With the Azure Databricks coding agent integration, you can manage access and usage for coding agents like Cursor, Gemini CLI, and Codex CLI. Built on Unity AI Gateway, it provides rate limiting, usage tracking, and inference tables for your coding tools.
Features
- Access: Direct access to various coding tools and models, all under one invoice.
- Observability: A single unified dashboard to track usage, spend, and metrics across all your coding tools.
- Unified governance: Admins can manage model permissions and rate limits directly through Unity AI Gateway.
Requirements
- Unity AI Gateway preview enabled for your account. See Manage Azure Databricks previews.
- A Azure Databricks workspace in a Unity AI Gateway supported region.
- Unity Catalog enabled for your workspace. See Enable a workspace for Unity Catalog.
Setup
The fastest way to get started is with ucode, a CLI from Azure Databricks that installs, authenticates, and configures supported coding agents with Unity AI Gateway in one command.
Use ucode (recommended)
ucode (Unity AI Gateway Coding CLI) is the single entry point for running coding agents against Unity AI Gateway. It handles OAuth, writes each agent's config file, and routes traffic through any LLM or MCP server you've registered. Supported agents:
- Codex CLI
- Gemini CLI
- OpenCode
- GitHub Copilot CLI
- Pi
- and more
Step 1: Install ucode
uv tool install git+https://github.com/databricks/ucode
Requires Python 3.12 or later and uv.
Step 2: Open a coding agent
Run the agent you want. On first launch, ucode prompts for your Azure Databricks workspace URL, authenticates, and writes the agent's config file automatically. Subsequent launches go straight to the agent.
ucode codex # OpenAI Codex
ucode gemini # Gemini CLI
ucode opencode # OpenCode
ucode copilot # GitHub Copilot CLI
ucode pi # Pi
ucode passes flags after the agent name through to the underlying tool, for example:
ucode codex --full-auto
To configure multiple coding agents at the same time, run:
ucode configure
To register Azure Databricks MCP servers (Unity Catalog functions, Vector Search, SQL warehouses, and discovered external connections) with MCP-capable agents:
ucode configure mcp
To see your Unity AI Gateway usage summary for the last 7 days:
ucode usage
For the full command reference, run:
ucode --help
Dashboard
After coding agent usage is tracked through Unity AI Gateway, you can view and monitor your metrics in the built-in dashboard.
To open the dashboard, select View dashboard from the AI Gateway page. This action creates a pre-configured dashboard with graphs for coding tool usage.


Manual setup
If you prefer to configure agents yourself, follow the instructions for:
Cursor IDE
To configure Cursor to use Unity AI Gateway endpoints:
Step 1: Configure base URL and API key
Open Cursor and navigate to Settings > Cursor Settings > Models > API Keys.
Enable Override OpenAI Base URL and enter the URL:
https://<workspace-url>/ai-gateway/cursor/v1Replace
<workspace-url>with your Azure Databricks workspace URL.Paste your Azure Databricks personal access token into the OpenAI API Key field.
Step 2: Add custom models
- Click + Add Custom Model in Cursor Settings.
- Add your Unity AI Gateway endpoint name and enable the toggle.
Note
Currently, only Azure Databricks-created foundation model endpoints are supported.

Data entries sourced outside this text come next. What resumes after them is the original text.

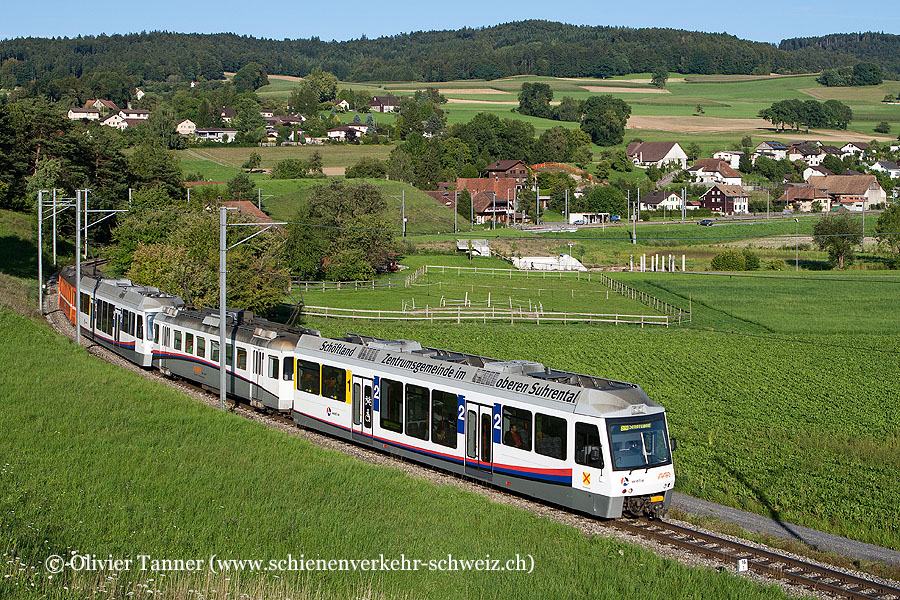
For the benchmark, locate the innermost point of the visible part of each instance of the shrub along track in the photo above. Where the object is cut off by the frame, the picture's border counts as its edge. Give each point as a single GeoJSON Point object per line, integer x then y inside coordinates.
{"type": "Point", "coordinates": [670, 539]}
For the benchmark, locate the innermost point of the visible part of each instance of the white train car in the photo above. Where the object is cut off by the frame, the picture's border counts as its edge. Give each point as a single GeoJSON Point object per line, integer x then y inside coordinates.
{"type": "Point", "coordinates": [591, 444]}
{"type": "Point", "coordinates": [116, 313]}
{"type": "Point", "coordinates": [259, 354]}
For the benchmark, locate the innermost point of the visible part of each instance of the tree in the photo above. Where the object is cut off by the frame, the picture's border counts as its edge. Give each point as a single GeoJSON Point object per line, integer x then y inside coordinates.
{"type": "Point", "coordinates": [604, 119]}
{"type": "Point", "coordinates": [151, 166]}
{"type": "Point", "coordinates": [837, 235]}
{"type": "Point", "coordinates": [568, 110]}
{"type": "Point", "coordinates": [240, 188]}
{"type": "Point", "coordinates": [323, 83]}
{"type": "Point", "coordinates": [253, 162]}
{"type": "Point", "coordinates": [250, 77]}
{"type": "Point", "coordinates": [887, 229]}
{"type": "Point", "coordinates": [660, 77]}
{"type": "Point", "coordinates": [693, 151]}
{"type": "Point", "coordinates": [534, 100]}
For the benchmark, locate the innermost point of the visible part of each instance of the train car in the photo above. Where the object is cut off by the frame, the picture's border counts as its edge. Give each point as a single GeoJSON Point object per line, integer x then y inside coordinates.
{"type": "Point", "coordinates": [115, 313]}
{"type": "Point", "coordinates": [591, 444]}
{"type": "Point", "coordinates": [259, 354]}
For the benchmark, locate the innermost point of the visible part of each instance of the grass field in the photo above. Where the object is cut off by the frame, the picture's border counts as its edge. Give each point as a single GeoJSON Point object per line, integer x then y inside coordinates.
{"type": "Point", "coordinates": [98, 460]}
{"type": "Point", "coordinates": [506, 291]}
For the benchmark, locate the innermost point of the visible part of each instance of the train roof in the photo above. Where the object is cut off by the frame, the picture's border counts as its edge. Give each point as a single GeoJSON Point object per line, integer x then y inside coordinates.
{"type": "Point", "coordinates": [241, 326]}
{"type": "Point", "coordinates": [526, 381]}
{"type": "Point", "coordinates": [123, 291]}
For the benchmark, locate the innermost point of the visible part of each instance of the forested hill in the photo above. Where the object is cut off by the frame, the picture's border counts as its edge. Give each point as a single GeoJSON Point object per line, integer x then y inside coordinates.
{"type": "Point", "coordinates": [880, 48]}
{"type": "Point", "coordinates": [525, 47]}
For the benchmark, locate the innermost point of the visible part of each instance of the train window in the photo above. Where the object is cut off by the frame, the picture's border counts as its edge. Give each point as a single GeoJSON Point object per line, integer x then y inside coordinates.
{"type": "Point", "coordinates": [517, 428]}
{"type": "Point", "coordinates": [550, 436]}
{"type": "Point", "coordinates": [391, 405]}
{"type": "Point", "coordinates": [443, 418]}
{"type": "Point", "coordinates": [587, 446]}
{"type": "Point", "coordinates": [309, 376]}
{"type": "Point", "coordinates": [417, 411]}
{"type": "Point", "coordinates": [334, 383]}
{"type": "Point", "coordinates": [471, 439]}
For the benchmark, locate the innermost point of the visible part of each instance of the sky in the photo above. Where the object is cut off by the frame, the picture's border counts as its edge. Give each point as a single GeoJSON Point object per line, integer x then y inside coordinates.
{"type": "Point", "coordinates": [761, 20]}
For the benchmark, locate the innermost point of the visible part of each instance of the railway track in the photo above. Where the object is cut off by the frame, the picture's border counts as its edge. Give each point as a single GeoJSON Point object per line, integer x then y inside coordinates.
{"type": "Point", "coordinates": [778, 566]}
{"type": "Point", "coordinates": [721, 551]}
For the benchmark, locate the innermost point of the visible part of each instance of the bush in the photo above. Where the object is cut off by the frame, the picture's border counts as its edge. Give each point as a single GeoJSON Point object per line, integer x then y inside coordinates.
{"type": "Point", "coordinates": [730, 260]}
{"type": "Point", "coordinates": [751, 260]}
{"type": "Point", "coordinates": [372, 168]}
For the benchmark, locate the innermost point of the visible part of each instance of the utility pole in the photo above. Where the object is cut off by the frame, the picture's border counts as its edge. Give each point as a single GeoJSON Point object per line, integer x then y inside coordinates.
{"type": "Point", "coordinates": [78, 267]}
{"type": "Point", "coordinates": [40, 251]}
{"type": "Point", "coordinates": [54, 226]}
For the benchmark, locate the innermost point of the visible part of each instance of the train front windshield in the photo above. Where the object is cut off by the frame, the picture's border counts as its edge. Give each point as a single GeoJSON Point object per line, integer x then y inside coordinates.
{"type": "Point", "coordinates": [638, 443]}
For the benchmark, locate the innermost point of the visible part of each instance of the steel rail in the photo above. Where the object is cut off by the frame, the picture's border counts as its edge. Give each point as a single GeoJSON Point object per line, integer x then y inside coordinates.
{"type": "Point", "coordinates": [773, 564]}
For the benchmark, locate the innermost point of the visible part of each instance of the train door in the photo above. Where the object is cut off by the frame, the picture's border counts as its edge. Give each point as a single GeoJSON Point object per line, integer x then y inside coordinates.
{"type": "Point", "coordinates": [479, 440]}
{"type": "Point", "coordinates": [257, 375]}
{"type": "Point", "coordinates": [361, 404]}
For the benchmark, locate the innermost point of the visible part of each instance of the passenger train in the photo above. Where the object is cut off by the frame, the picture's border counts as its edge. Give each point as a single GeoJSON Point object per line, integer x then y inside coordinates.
{"type": "Point", "coordinates": [588, 443]}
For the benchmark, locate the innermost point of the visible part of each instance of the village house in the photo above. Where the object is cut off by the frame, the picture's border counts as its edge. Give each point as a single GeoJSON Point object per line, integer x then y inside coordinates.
{"type": "Point", "coordinates": [510, 169]}
{"type": "Point", "coordinates": [644, 154]}
{"type": "Point", "coordinates": [771, 149]}
{"type": "Point", "coordinates": [810, 154]}
{"type": "Point", "coordinates": [186, 127]}
{"type": "Point", "coordinates": [815, 171]}
{"type": "Point", "coordinates": [726, 199]}
{"type": "Point", "coordinates": [216, 134]}
{"type": "Point", "coordinates": [384, 103]}
{"type": "Point", "coordinates": [660, 199]}
{"type": "Point", "coordinates": [102, 105]}
{"type": "Point", "coordinates": [134, 113]}
{"type": "Point", "coordinates": [343, 133]}
{"type": "Point", "coordinates": [89, 114]}
{"type": "Point", "coordinates": [852, 192]}
{"type": "Point", "coordinates": [713, 170]}
{"type": "Point", "coordinates": [732, 157]}
{"type": "Point", "coordinates": [114, 120]}
{"type": "Point", "coordinates": [803, 197]}
{"type": "Point", "coordinates": [887, 166]}
{"type": "Point", "coordinates": [854, 149]}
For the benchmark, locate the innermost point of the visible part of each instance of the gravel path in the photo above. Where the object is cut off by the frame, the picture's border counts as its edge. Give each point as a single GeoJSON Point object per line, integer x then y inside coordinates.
{"type": "Point", "coordinates": [588, 525]}
{"type": "Point", "coordinates": [819, 540]}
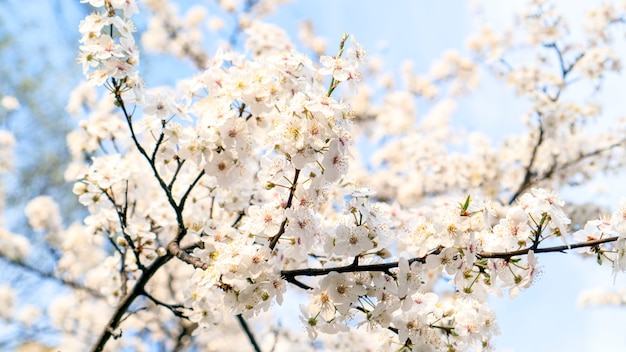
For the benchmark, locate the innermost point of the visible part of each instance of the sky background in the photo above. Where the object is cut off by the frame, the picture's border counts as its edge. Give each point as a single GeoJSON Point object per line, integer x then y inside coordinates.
{"type": "Point", "coordinates": [542, 318]}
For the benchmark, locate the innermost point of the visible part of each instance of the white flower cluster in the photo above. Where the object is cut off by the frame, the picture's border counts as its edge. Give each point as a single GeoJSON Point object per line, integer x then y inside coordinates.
{"type": "Point", "coordinates": [215, 197]}
{"type": "Point", "coordinates": [108, 48]}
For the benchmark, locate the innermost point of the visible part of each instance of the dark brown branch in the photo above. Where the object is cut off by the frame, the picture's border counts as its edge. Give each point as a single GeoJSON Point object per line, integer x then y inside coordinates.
{"type": "Point", "coordinates": [290, 275]}
{"type": "Point", "coordinates": [246, 329]}
{"type": "Point", "coordinates": [561, 249]}
{"type": "Point", "coordinates": [117, 92]}
{"type": "Point", "coordinates": [125, 303]}
{"type": "Point", "coordinates": [292, 191]}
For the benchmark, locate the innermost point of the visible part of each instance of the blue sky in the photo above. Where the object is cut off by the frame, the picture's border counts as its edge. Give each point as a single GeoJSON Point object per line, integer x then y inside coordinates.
{"type": "Point", "coordinates": [542, 318]}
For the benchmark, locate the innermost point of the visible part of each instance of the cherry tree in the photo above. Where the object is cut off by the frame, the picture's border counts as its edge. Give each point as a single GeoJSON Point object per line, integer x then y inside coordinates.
{"type": "Point", "coordinates": [211, 200]}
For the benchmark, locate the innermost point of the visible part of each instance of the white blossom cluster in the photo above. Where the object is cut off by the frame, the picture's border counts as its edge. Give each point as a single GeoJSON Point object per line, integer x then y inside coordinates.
{"type": "Point", "coordinates": [219, 196]}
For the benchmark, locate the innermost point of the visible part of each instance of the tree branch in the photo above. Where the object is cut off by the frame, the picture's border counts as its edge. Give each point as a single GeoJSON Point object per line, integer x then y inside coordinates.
{"type": "Point", "coordinates": [290, 275]}
{"type": "Point", "coordinates": [125, 303]}
{"type": "Point", "coordinates": [292, 191]}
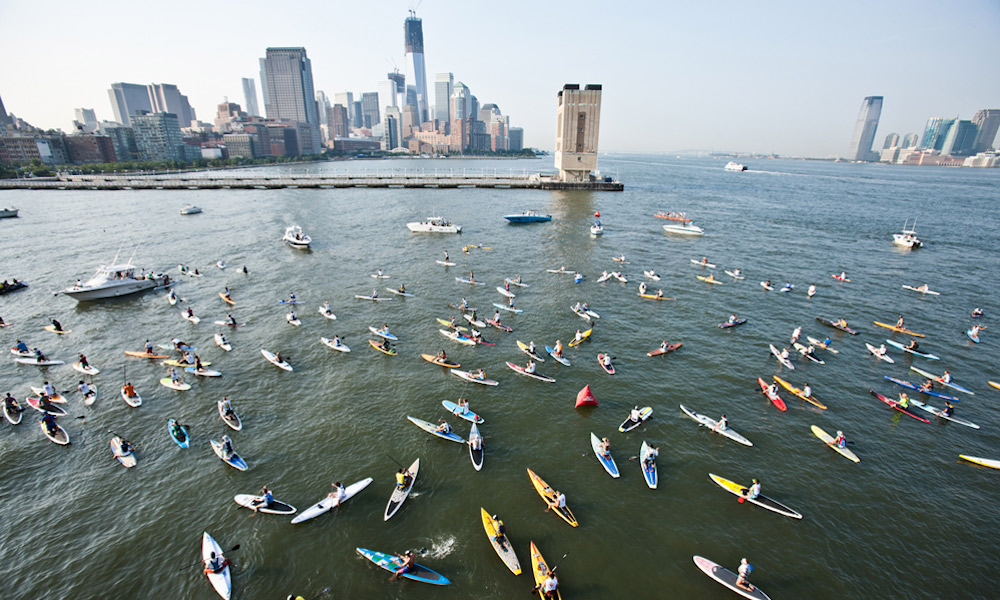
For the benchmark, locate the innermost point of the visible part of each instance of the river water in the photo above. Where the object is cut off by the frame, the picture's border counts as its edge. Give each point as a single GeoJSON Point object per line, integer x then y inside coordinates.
{"type": "Point", "coordinates": [910, 520]}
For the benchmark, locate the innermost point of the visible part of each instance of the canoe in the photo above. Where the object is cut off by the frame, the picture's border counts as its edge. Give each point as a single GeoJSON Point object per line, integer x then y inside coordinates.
{"type": "Point", "coordinates": [476, 455]}
{"type": "Point", "coordinates": [127, 459]}
{"type": "Point", "coordinates": [773, 397]}
{"type": "Point", "coordinates": [179, 386]}
{"type": "Point", "coordinates": [221, 580]}
{"type": "Point", "coordinates": [761, 500]}
{"type": "Point", "coordinates": [461, 412]}
{"type": "Point", "coordinates": [502, 546]}
{"type": "Point", "coordinates": [470, 377]}
{"type": "Point", "coordinates": [277, 507]}
{"type": "Point", "coordinates": [898, 329]}
{"type": "Point", "coordinates": [549, 496]}
{"type": "Point", "coordinates": [233, 461]}
{"type": "Point", "coordinates": [391, 562]}
{"type": "Point", "coordinates": [628, 424]}
{"type": "Point", "coordinates": [327, 503]}
{"type": "Point", "coordinates": [939, 413]}
{"type": "Point", "coordinates": [713, 426]}
{"type": "Point", "coordinates": [431, 428]}
{"type": "Point", "coordinates": [728, 579]}
{"type": "Point", "coordinates": [828, 440]}
{"type": "Point", "coordinates": [798, 392]}
{"type": "Point", "coordinates": [273, 359]}
{"type": "Point", "coordinates": [433, 359]}
{"type": "Point", "coordinates": [648, 473]}
{"type": "Point", "coordinates": [399, 494]}
{"type": "Point", "coordinates": [540, 568]}
{"type": "Point", "coordinates": [608, 462]}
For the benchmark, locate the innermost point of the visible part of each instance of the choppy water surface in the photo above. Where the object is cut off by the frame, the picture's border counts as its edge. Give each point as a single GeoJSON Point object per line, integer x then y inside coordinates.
{"type": "Point", "coordinates": [911, 520]}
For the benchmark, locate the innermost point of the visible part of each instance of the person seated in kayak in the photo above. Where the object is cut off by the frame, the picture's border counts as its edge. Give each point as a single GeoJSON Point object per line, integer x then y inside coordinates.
{"type": "Point", "coordinates": [407, 562]}
{"type": "Point", "coordinates": [840, 441]}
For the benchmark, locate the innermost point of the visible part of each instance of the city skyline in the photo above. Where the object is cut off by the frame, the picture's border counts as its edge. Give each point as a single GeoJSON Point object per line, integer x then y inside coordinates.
{"type": "Point", "coordinates": [750, 79]}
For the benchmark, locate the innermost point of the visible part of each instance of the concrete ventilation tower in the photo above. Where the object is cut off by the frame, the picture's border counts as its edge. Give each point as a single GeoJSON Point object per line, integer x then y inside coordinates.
{"type": "Point", "coordinates": [578, 120]}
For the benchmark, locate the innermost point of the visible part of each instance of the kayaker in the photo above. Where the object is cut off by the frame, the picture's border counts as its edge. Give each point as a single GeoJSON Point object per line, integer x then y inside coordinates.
{"type": "Point", "coordinates": [743, 578]}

Step 3: Test the integration
- Open Ask mode with
Cmd+L(macOS) orCtrl+L(Windows/Linux) and select your model. - Send a message. All requests now route through Azure Databricks.
Codex CLI
Step 1: Install or update Codex CLI
Install or update to Codex CLI version 0.118 or later:
npm install -g @openai/codex@latest
Step 2: Create or update the Codex config file
Create or edit the Codex configuration file at ~/.codex/config.toml:
profile = "default"
[profiles.default]
model_provider = "Databricks"
[model_providers.Databricks]
name = "Databricks :re[ai-gateway]"
base_url = "<workspace-url>/ai-gateway/codex/v1"
wire_api = "responses"
[model_providers.Databricks.auth]
command = "sh"
args = ["-c", "databricks auth token --host <workspace-url> --output json | jq -r '.access_token'"]
timeout_ms = 5000
refresh_interval_ms = 1800000
Replace <workspace-url> with your Azure Databricks workspace URL.
Step 3: Authenticate to your workspace
Note
This only needs to be done once. You do not need to re-authenticate every time you start Codex.
First, make sure you have the Azure Databricks CLI installed. See Install or update the Databricks CLI for instructions.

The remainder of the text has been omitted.